The Screen Worlds exhibition hosted a number of 'Immersive Experiences'(interactive displays), including Timeslice (inspired by The Matrix), Ty the Tasmanian Tiger Zoetrope, The Faulty Fandangle (created by Oscar®-nominated Anthony Lucas), an installation by Anthony McCall, and many more.

Screen Worlds closed on 22 April 2019 to allow for redevelopment.

=== Video Garden ===
The Video Garden was an outdoor gallery that led people from the Flinders Street side of the building to the main entrance. Exhibitions included Random Encounters, Gooey by the Lycette Bros, and Blast Off.

=== Memory Grid ===
The Memory Grid was a display allowing access to over 100 hours of film that were recorded by ordinary Australians, independent filmmakers, students, community-based practitioners and participants in ACMI hands-on production workshops. Much of the content in the Memory Grid had either never been displayed outside, or had been displayed only once on community television. Further, the Memory Grid contained a large collection of animated and interactive works, and actively accepted work from the public for display.

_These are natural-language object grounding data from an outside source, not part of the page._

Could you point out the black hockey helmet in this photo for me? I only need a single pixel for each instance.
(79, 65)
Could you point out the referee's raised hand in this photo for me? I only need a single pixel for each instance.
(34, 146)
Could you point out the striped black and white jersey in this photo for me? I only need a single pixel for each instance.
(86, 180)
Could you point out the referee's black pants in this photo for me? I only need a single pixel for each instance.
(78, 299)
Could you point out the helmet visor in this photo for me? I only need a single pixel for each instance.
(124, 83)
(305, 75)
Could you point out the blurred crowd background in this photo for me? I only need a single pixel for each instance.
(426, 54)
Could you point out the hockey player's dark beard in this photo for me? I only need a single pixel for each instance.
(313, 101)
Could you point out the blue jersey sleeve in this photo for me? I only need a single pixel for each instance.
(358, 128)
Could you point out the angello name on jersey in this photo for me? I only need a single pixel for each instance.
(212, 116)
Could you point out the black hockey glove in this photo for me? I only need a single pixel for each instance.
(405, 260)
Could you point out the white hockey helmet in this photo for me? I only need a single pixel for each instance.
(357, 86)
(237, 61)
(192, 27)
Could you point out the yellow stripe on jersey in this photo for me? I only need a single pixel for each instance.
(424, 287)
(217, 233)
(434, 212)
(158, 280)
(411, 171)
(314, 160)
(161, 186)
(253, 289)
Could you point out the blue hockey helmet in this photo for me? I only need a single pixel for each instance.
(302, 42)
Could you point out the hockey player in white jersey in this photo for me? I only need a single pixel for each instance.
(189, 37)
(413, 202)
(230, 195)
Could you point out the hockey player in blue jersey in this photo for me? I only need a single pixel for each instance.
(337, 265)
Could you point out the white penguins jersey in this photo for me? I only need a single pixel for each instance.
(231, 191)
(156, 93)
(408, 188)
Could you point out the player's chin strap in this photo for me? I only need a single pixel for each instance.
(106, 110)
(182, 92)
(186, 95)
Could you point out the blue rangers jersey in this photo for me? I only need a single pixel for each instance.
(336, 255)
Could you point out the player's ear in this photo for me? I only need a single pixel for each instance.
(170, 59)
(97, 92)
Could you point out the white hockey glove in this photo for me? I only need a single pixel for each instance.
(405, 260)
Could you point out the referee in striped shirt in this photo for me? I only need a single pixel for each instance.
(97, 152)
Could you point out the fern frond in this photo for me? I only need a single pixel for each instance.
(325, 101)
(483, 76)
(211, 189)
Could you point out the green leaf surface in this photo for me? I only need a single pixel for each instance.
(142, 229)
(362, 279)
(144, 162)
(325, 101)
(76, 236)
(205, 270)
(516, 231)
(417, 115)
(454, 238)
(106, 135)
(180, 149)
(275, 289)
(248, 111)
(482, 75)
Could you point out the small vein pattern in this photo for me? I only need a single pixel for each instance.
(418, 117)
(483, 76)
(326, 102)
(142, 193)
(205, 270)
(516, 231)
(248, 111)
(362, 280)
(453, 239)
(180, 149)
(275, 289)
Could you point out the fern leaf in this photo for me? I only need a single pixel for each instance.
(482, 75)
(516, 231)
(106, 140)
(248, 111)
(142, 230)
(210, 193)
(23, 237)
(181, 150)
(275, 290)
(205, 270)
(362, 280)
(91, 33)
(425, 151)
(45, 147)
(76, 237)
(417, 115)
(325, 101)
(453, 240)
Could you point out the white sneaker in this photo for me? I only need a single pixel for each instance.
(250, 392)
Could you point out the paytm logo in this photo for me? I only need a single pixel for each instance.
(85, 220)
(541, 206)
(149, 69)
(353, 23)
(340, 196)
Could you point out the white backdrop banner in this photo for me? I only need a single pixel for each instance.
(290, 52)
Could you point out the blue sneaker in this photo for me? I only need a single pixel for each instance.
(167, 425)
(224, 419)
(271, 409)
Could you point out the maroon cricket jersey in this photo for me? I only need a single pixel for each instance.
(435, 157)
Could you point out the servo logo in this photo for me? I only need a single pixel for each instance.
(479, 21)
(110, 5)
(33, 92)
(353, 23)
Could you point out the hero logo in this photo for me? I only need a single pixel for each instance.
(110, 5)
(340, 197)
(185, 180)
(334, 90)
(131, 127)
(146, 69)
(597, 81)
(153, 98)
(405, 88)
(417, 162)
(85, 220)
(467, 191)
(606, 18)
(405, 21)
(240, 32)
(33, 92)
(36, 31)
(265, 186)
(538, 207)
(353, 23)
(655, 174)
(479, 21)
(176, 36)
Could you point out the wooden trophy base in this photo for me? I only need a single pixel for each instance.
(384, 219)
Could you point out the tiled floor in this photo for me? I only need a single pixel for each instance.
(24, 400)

=== Australian Mediatheque ===
Australian Mediatheque, coordinated by ACMI and the National Film and Sound Archive (NFSA) was a multiple screen station with access to works from ACMI and the NFSA. Admission was free. The Australian Mediatheque closed permanently in September 2017.

=== Screen It ===
Screen It was an annual filmmaking competition for primary and secondary school students, hosted by ACMI. Screen It had 6 categories: Primary Live Action, Primary Animation, Primary Videogame, Secondary Live Action, Secondary Animation and Secondary Videogame. Each year there was a theme; past themes included Change (2015) and Reflection (2014). At the end of the year, there was a Red Carpet Awards Gala for the finalists in which they announced winners and the next year's theme. The competition was cancelled after 2019's event, with ACMI citing a "[transformation] into a brand new global museum".

=== Games Lab ===
The Games Lab was ACMI's display area for interactive videogames. It celebrated the past, present and future of games and promoted this popular form of the moving image as a reflection of Australian culture.

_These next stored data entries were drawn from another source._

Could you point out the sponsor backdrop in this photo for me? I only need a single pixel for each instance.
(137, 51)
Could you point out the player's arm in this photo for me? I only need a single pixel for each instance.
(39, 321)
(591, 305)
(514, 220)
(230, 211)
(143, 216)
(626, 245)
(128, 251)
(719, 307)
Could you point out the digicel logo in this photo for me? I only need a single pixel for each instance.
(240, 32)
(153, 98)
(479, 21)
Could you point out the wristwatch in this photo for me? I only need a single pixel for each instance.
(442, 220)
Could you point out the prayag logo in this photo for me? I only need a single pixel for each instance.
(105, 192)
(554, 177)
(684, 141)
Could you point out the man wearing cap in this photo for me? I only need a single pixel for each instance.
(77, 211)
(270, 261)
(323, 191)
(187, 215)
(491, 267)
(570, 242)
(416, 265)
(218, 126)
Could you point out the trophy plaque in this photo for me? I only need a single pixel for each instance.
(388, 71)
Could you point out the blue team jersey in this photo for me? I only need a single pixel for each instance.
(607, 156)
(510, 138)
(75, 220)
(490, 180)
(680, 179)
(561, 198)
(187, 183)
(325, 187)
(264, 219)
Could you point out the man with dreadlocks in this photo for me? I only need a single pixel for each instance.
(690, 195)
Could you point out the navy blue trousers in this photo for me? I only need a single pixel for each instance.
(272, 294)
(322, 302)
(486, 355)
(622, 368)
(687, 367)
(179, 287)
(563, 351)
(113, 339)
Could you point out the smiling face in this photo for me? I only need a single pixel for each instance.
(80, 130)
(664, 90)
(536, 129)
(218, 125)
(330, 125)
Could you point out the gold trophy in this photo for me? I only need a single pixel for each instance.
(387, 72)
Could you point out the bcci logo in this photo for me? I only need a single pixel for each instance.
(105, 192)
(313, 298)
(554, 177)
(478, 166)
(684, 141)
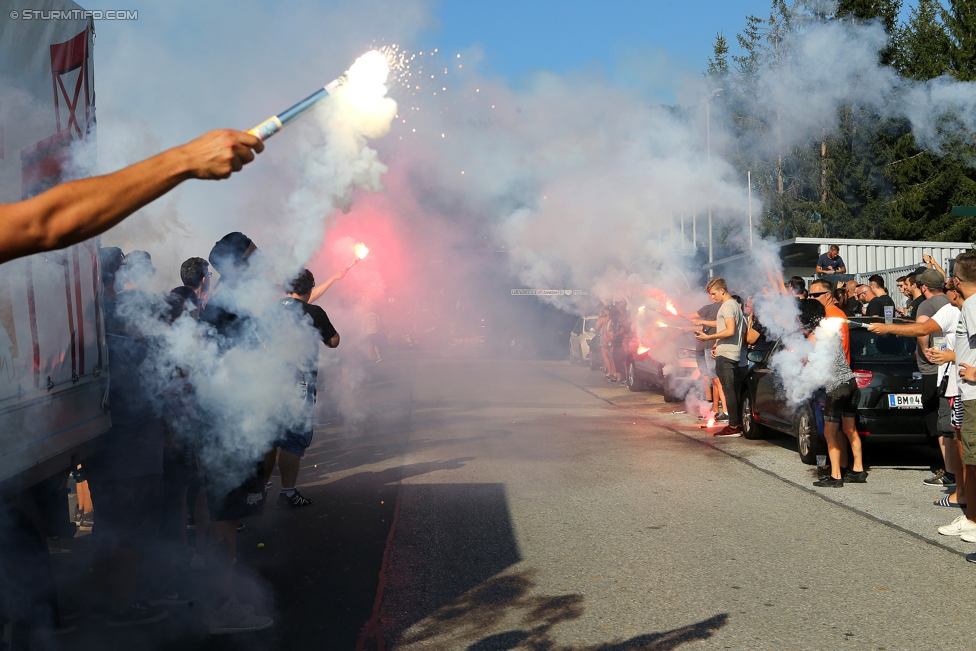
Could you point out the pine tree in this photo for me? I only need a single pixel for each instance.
(923, 46)
(960, 21)
(719, 65)
(885, 11)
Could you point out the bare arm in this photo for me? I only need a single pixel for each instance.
(923, 341)
(728, 332)
(917, 329)
(932, 264)
(319, 290)
(75, 211)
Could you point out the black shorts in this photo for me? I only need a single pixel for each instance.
(129, 510)
(245, 499)
(842, 402)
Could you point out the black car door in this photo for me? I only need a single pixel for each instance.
(768, 403)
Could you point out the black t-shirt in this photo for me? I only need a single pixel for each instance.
(877, 305)
(325, 331)
(825, 262)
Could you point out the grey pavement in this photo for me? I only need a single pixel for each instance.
(541, 509)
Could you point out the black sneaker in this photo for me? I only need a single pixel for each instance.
(138, 613)
(829, 482)
(856, 477)
(296, 501)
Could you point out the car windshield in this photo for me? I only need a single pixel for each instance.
(870, 347)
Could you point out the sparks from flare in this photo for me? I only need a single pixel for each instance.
(360, 250)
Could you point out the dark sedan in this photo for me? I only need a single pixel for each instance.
(889, 409)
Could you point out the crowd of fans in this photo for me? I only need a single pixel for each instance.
(166, 457)
(940, 315)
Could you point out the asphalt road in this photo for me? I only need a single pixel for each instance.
(487, 504)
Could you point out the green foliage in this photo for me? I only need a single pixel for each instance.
(867, 178)
(718, 66)
(960, 21)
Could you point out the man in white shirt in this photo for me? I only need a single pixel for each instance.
(730, 336)
(965, 350)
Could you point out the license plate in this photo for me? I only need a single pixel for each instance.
(905, 400)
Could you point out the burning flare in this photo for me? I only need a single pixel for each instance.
(361, 252)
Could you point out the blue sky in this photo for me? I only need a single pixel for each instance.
(519, 37)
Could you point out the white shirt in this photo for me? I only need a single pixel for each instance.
(948, 317)
(965, 346)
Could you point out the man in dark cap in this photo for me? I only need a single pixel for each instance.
(297, 437)
(78, 210)
(233, 327)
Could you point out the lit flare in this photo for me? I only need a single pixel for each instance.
(361, 252)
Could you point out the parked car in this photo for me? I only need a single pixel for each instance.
(889, 408)
(670, 367)
(580, 339)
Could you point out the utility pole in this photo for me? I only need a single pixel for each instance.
(708, 146)
(749, 181)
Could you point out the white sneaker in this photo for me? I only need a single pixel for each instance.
(958, 527)
(968, 537)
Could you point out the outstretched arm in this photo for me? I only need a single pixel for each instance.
(75, 211)
(319, 290)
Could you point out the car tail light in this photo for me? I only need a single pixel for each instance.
(863, 378)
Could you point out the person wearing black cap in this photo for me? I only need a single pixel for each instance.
(296, 439)
(75, 211)
(925, 327)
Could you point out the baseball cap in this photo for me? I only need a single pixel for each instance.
(931, 279)
(229, 251)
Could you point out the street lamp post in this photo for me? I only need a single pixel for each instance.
(708, 142)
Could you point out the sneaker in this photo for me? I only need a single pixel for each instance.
(232, 617)
(958, 527)
(856, 477)
(941, 479)
(729, 431)
(829, 482)
(968, 537)
(137, 614)
(296, 501)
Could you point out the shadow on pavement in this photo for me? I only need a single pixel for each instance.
(507, 598)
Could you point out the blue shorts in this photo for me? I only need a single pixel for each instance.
(706, 364)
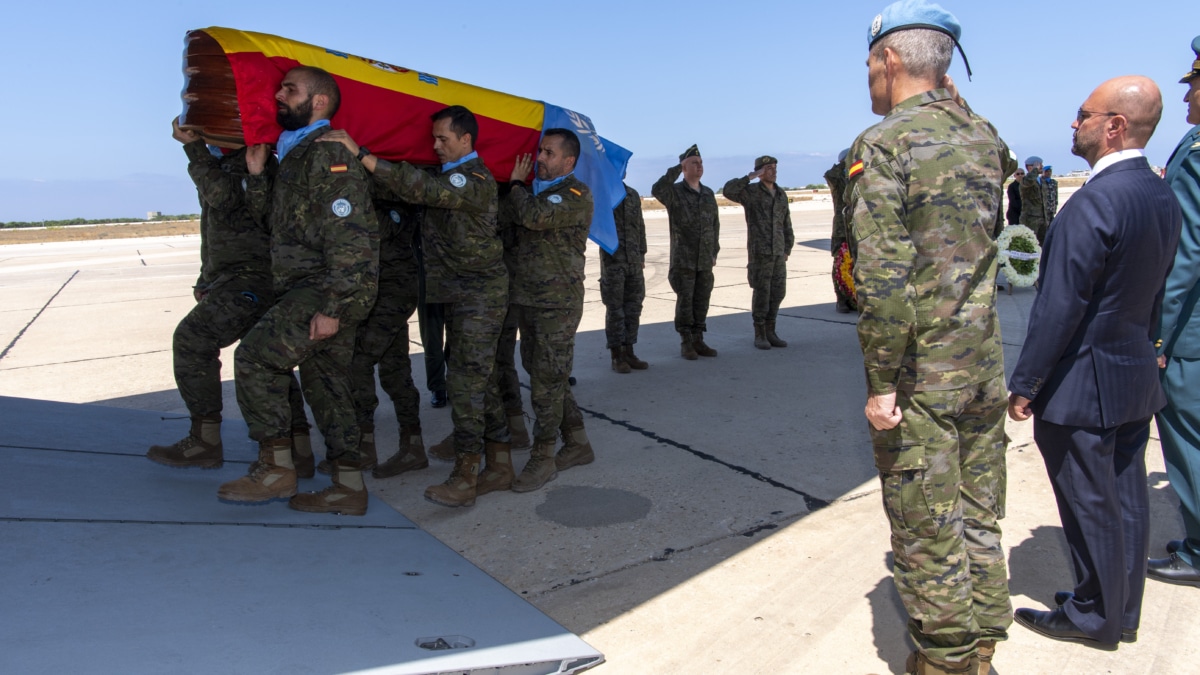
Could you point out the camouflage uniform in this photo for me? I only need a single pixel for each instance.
(383, 338)
(622, 278)
(324, 258)
(1033, 213)
(835, 178)
(769, 242)
(924, 193)
(547, 293)
(695, 242)
(465, 270)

In 2003, ACMI commissioned an interactive game-based, site specific installation called acmipark, which was exhibited in the Games Lab. acmipark replicated and abstracted the real world architecture of Federation Square. It also housed highly innovative mechanisms for interactive, multiplayer sound and musical composition.

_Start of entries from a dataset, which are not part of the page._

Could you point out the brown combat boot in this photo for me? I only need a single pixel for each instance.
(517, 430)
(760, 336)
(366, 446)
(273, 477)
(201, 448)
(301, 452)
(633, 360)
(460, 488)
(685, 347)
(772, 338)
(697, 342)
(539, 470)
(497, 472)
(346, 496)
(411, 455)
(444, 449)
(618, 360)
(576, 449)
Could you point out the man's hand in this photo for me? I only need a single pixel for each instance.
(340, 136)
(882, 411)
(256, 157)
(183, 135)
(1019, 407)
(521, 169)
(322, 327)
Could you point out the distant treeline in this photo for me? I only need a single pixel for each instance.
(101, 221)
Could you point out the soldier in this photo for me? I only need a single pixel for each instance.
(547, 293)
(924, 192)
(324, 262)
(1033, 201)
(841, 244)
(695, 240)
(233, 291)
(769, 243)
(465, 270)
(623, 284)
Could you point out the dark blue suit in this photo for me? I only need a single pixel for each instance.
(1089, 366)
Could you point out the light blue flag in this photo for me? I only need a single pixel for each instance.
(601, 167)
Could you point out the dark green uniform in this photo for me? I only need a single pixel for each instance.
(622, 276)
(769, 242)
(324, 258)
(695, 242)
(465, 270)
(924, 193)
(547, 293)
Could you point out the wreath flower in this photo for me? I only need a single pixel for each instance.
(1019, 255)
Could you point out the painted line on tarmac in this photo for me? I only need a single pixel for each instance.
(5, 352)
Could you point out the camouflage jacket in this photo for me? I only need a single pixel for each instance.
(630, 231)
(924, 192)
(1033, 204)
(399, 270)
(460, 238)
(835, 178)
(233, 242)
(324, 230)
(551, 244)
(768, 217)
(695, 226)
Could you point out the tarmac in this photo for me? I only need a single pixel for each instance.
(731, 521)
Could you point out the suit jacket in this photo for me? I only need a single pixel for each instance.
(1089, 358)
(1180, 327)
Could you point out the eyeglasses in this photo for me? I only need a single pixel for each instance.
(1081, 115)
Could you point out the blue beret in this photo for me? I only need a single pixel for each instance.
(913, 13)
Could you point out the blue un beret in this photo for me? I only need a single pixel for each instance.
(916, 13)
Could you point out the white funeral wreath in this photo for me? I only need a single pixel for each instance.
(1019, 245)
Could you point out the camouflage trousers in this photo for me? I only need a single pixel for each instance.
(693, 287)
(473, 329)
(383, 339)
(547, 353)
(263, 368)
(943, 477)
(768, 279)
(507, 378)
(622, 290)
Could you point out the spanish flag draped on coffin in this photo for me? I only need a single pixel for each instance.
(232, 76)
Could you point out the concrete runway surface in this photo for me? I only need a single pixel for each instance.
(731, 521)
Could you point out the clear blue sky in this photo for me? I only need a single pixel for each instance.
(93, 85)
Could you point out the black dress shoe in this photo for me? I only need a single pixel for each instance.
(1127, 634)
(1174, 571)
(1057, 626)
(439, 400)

The Games Lab exhibited the Best of the Independent Games Festival for 2005, 2006 and 2007. In early 2007, Hits of the 80s profiled Melbourne's Beam Software and the secret history of Australia's place in the rise and rise of the videogame. In 2005 an exhibition was dedicated to Sonic the Hedgehog called Sonic the Hedgehog: Icon of our Times.

The Games Lab was incorporated into the Screen Worlds exhibition space.